O Maio de 1968 em França
Provavelmente o Maio de 1968 em França terá sido o último movimento utópico mobilizador de gente na história contemporânea da Europa
Há obviamente muita subjectividade nesta afirmação, mas quando se faz uma retrospectiva do que foram esses dias fervilhantes, onde havia uma avidez por fazer tudo que acontecia de diferente do que tinha sido até então.
A Europa vivia um período de relativa acalmia social e política, e a economia tinha adquirido uma estabilidade que ainda não se tinha observado no pós-guerra. Isso não conseguia esconder as contradições inerentes ao modelo capitalista prevalecente, nem à ideologia agregada ao convencionalismo burguês, assente em valores suportados por um ensino ainda fortemente matizado pela herança cristã.

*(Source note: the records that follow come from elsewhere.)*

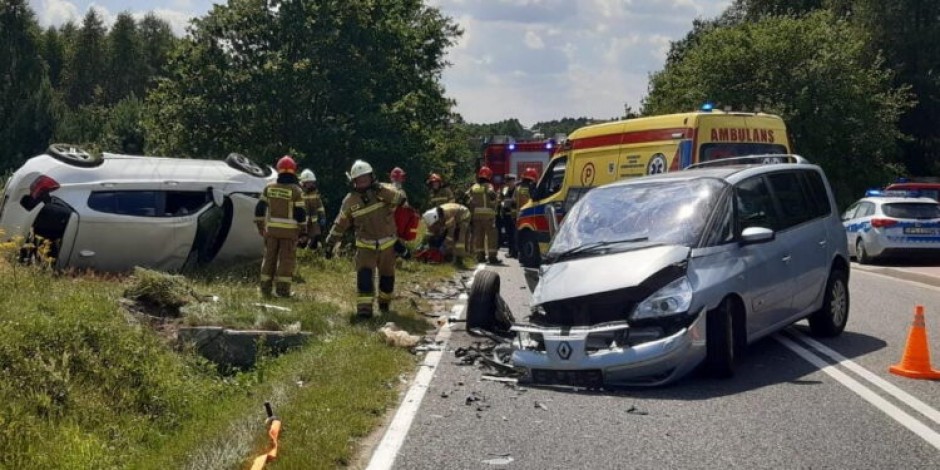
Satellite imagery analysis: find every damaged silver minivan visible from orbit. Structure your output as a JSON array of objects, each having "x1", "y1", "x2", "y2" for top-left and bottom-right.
[{"x1": 467, "y1": 156, "x2": 849, "y2": 387}]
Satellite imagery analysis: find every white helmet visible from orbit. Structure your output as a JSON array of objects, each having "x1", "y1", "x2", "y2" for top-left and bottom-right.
[
  {"x1": 300, "y1": 168, "x2": 317, "y2": 183},
  {"x1": 346, "y1": 160, "x2": 372, "y2": 180},
  {"x1": 421, "y1": 207, "x2": 441, "y2": 227}
]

A União Soviética que tinha sido uma esperança para muito cidadão da Europa, e para um conjunto de intelectuais, enleou-se pela “burocracia da ideologia” e deixou de ser apelativa substituindo-se o “realismo soviético” por Trotsky, Mao Tsé-Tung, Fidel de Castro, Che Guevara e outros contemporâneos da luta pela libertação.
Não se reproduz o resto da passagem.